Details behind the murder and trial
Here’s more background on that murder and the trial of Leo Frank, which I researched at the Breman Jewish Heritage Museum in Midtown Atlanta.
My favorite part of this museum is in the permanent collection showing Jewish life in Atlanta from 1845 to the present. Of special interest to me is the video about the murder of Leo Frank. It’s impossible to talk about the Jewish experience in the south without discussing this case, which caused half the Jews in Georgia to flee the state. Frank was convicted in 1913 of the death of Mary Phagan, a young worker at the National Pencil Factory, where Frank was an engineer and superintendent. The trial and evidence was flawed and the jury prejudiced against him since he was both a Jew and a northerner. The prosecution portrayed him as a rich Yankee Jew lording it over vulnerable working women. Governor John M. Slaton eventually commuted the sentence to life imprisonment as he was leaving office, since it was effectively political suicide. A few weeks later, a group of armed men took Frank from the Milledgeville Penitentiary, carried him to the Marietta area and lynched him. No one was ever charged with Frank’s murder, though the ringleaders were prominent men of the community. Several photographs were taken of the lynching, which were sold as postcards, along with pieces of the rope and Frank’s nightshirt.

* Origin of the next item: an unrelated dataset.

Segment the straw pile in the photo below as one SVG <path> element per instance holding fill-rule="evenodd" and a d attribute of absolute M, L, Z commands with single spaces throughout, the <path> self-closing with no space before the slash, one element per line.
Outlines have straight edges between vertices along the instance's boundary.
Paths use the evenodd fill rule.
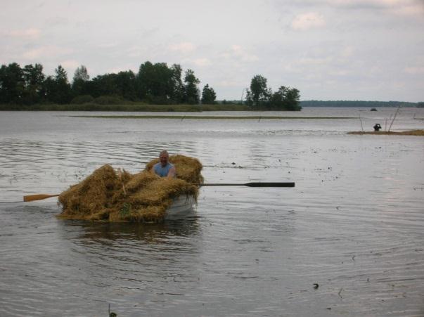
<path fill-rule="evenodd" d="M 169 157 L 176 177 L 160 178 L 151 169 L 158 159 L 150 162 L 144 171 L 131 174 L 105 164 L 81 183 L 59 195 L 63 207 L 60 218 L 109 221 L 153 221 L 163 220 L 173 198 L 192 195 L 197 198 L 203 182 L 202 164 L 184 155 Z"/>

It is now widely believed by historians that Jim Conley, the factory’s janitor and the main witness for the prosecution, is the real murderer of Mary Phagan. In 1986, the state of Georgia pardoned Leo Frank. It is a sad chapter in Georgia’s history. This video is not the one at the museum, but it is very informative and includes several photos taken at the time.
Currently at the Breman, Project Mah Jongg.
Another tour that should be particularly interesting is the Jewish Grounds of Oakland – Dates: Sundays: 6/30, 7/28, 8/18.